The variety of events has been great, but if we had to characterise 2012, we can of course list the major stories: the two consistories for the creation of new cardinals, the ongoing abuse crisis and the efforts in the Netherlands and Rome to deal with it, the Synod of Bishops, the start of the Year of Faith, the retirements, appointments and deaths, the local stories in my neck of the woods and the (mis)representation of the Church in the wider world. These can all characterise the year for the Catholic Church. But since there are as many interpretations as there are readers, I’ll limit myself to presenting the major stories on my blog per month.

For this blog, it has been a good year. With 87,017 views it has been the best year yet, and I am happy to note that I have been able to provide stories, opinions and translations that have been picked up well by other bloggers and media. The pope’s letter to the German bishops on the new translation of the Roman missal, for which I was able to create an English working translation; the Dutch translation of the Christmas address to the Curia; a German interview with Archbishop Müller and my list of surviving Vatican II Council Fathers are examples of this.

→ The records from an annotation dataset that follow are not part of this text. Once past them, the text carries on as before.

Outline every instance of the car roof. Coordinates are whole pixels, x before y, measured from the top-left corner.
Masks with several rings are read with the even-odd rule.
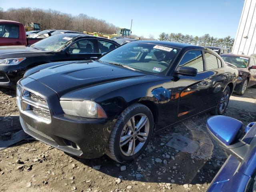
[[[82,38],[83,37],[87,37],[89,38],[95,38],[97,39],[100,39],[103,40],[109,40],[110,41],[114,42],[116,44],[119,44],[118,43],[116,42],[115,41],[111,40],[110,39],[107,39],[106,38],[104,38],[104,37],[97,37],[96,36],[94,36],[93,35],[87,35],[87,34],[83,34],[82,33],[59,33],[58,34],[56,34],[56,35],[54,35],[54,36],[55,35],[62,35],[63,36],[68,35],[69,36],[71,36],[74,37],[77,37],[78,38]]]
[[[186,44],[186,43],[178,43],[177,42],[172,42],[171,41],[158,41],[158,40],[141,40],[139,41],[135,41],[131,42],[131,43],[152,43],[153,44],[157,44],[158,45],[170,46],[170,47],[176,47],[183,49],[184,48],[198,48],[200,49],[204,49],[205,48],[200,46],[192,45],[191,44]]]
[[[216,47],[215,46],[204,46],[204,47],[206,47],[206,48],[208,48],[209,49],[220,49],[221,48],[222,49],[224,49],[225,48],[223,48],[220,47]]]
[[[70,32],[70,33],[83,33],[81,32],[78,32],[77,31],[70,31],[69,30],[56,30],[54,32],[63,32],[64,33],[68,33],[68,32]]]
[[[20,24],[20,22],[18,22],[17,21],[10,21],[10,20],[4,20],[3,19],[0,19],[0,23],[6,23],[6,22]]]
[[[237,57],[245,57],[246,58],[250,58],[252,57],[252,56],[250,56],[247,55],[242,55],[241,54],[233,54],[232,53],[223,53],[220,55],[220,56],[236,56]]]

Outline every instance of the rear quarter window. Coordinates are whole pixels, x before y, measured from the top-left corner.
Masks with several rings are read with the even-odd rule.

Both local and international media picked these up, resulting in increased interest for my blog. For that, thank you.

But now, let’s once more go over 2012 and look back on what happened in that year:

TscherrigJanuary:
- Pope Benedict announces a consistory. The list of 22 new cardinals includes the archbishop of Utrecht.
- CDF releases a note with recommendations for the Year of Faith.
- Archbishop Tscherrig (pictured) leaves Scandinavia for Argentina.
- Cardinal Zen Ze-Kiun turns 80.
- In the abuse crisis, soon-to-be Cardinal Eijk speaks before a parliamentary commission.
- Bishop Jan Liesen is installed as bishop of Breda (Installation homily here).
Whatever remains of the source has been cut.